A strange patron, I thought, for priests so burdened with administrative details, with organization and paperwork and meetings beyond numbering.

We who must maintain financial accounts and answer to the IRS, who run parishes far, far larger than was the entire town of Ars, who fly from place to place and drive countless miles in the fulfillment of our duties;  -we who study for years, at times completing major degrees before moving into the multiple ministries that enable the modern church to carry out its mission…

The heart of a saint
What could we learn, in our complicated pastoral tasks, from this “Curé”?

There are many more sophisticated saints who could serve as role-models.

But then again, as I sat there Thursday night among dozens of other priests during that mass of re-dedication, listening to the homily given by the one who currently serves as the Curé of Ars - that is, to the pastor of that very same church where Jean-Marie Vianney served, the bearer of the heart and of the message from the heart of that humble revolutionary - I couldn’t help but remember that beloved Quaker song: “’Tis a gift to be simple, ’tis a gift to be free…” and recall my first inspiration when I first heard God calling.

And, gazing upon that miniature purple heart, set like velvet in its humble throne of glass and metal, displayed on a wooden table before the altar of our beautiful Cathedral, I couldn’t help feeling something stirring in my own pastor’s heart.  It was as if I heard once again, from within me, the words of St. Paul to Timothy: “…I remind you to stir into flame the gift of God bestowed when my hands were laid on you.  The Spirit God has given us is no cowardly spirit, but rather one that makes us strong, loving and wise.

“Therefore, never be ashamed of your testimony to our Lord, nor of me, a prisoner for his sake, but with the strength which comes from God bear your share of the hardship which the gospel entails.”  (2 Timothy 1:6-8)

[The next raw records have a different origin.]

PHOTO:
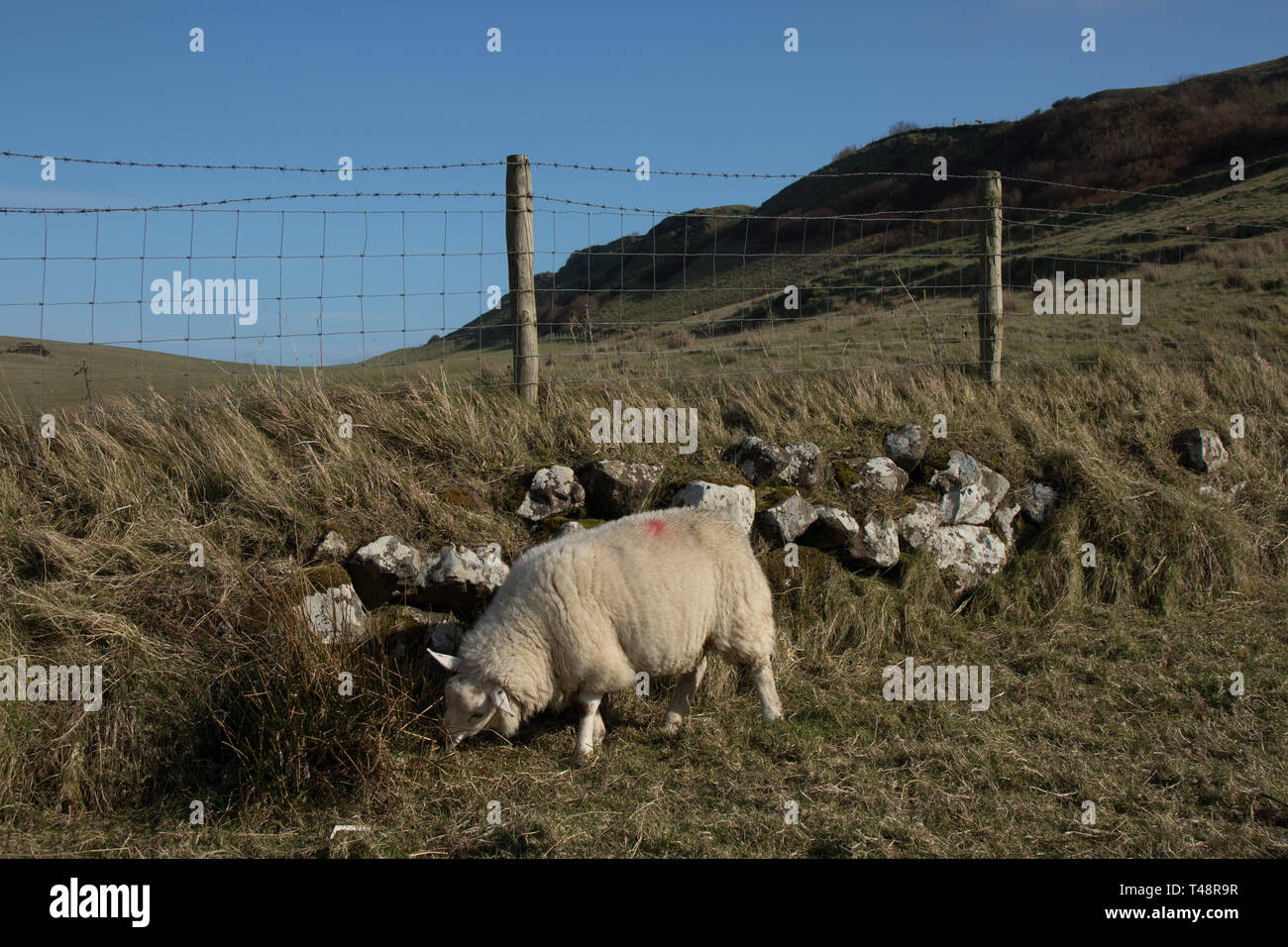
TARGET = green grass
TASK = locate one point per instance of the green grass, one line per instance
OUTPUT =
(1224, 283)
(1109, 684)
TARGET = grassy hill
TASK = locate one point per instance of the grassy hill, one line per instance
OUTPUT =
(699, 292)
(1108, 684)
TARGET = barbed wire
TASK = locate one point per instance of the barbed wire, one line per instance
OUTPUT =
(609, 169)
(197, 166)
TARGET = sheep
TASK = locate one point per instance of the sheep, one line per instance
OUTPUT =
(583, 615)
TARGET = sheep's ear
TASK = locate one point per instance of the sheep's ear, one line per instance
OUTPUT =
(449, 661)
(501, 701)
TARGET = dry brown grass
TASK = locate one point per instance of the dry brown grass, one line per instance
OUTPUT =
(1109, 684)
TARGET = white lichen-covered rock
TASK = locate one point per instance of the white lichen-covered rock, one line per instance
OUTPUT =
(1004, 519)
(382, 569)
(786, 519)
(962, 471)
(460, 578)
(1037, 501)
(918, 523)
(330, 548)
(406, 631)
(832, 528)
(760, 460)
(971, 489)
(336, 615)
(805, 466)
(877, 543)
(971, 553)
(880, 475)
(907, 446)
(1201, 450)
(735, 501)
(553, 489)
(616, 488)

What made this particularly moving, beyond the scriptures and the music and the Eucharist and the presence of my bishop, brother priests, and many faithful Catholics from far and wide, was the fact that, nearly fifteen years ago, I had laid prostrate on the floor just ten feet from where I was sitting.

Then, it was Bishop Montrose - may he rest in peace - who, on behalf of the entire Church, ordained us three to ministry, challenging us to holiness.

But another sacred encounter came back to mind: just five days before, on Saturday, July 10, I sat in the Gallo Performing Arts Center, in the chair belonging to Mary Gallo, not far from our Bishop, to watch an inspiring dramatic presentation on the life of St. Jean-Marie Vianney.  Next to me sat the current Curé of Ars.  In a black bag he held was the heart of the saint.  Unseen, I put my hand over that heart.  I could swear it was beating.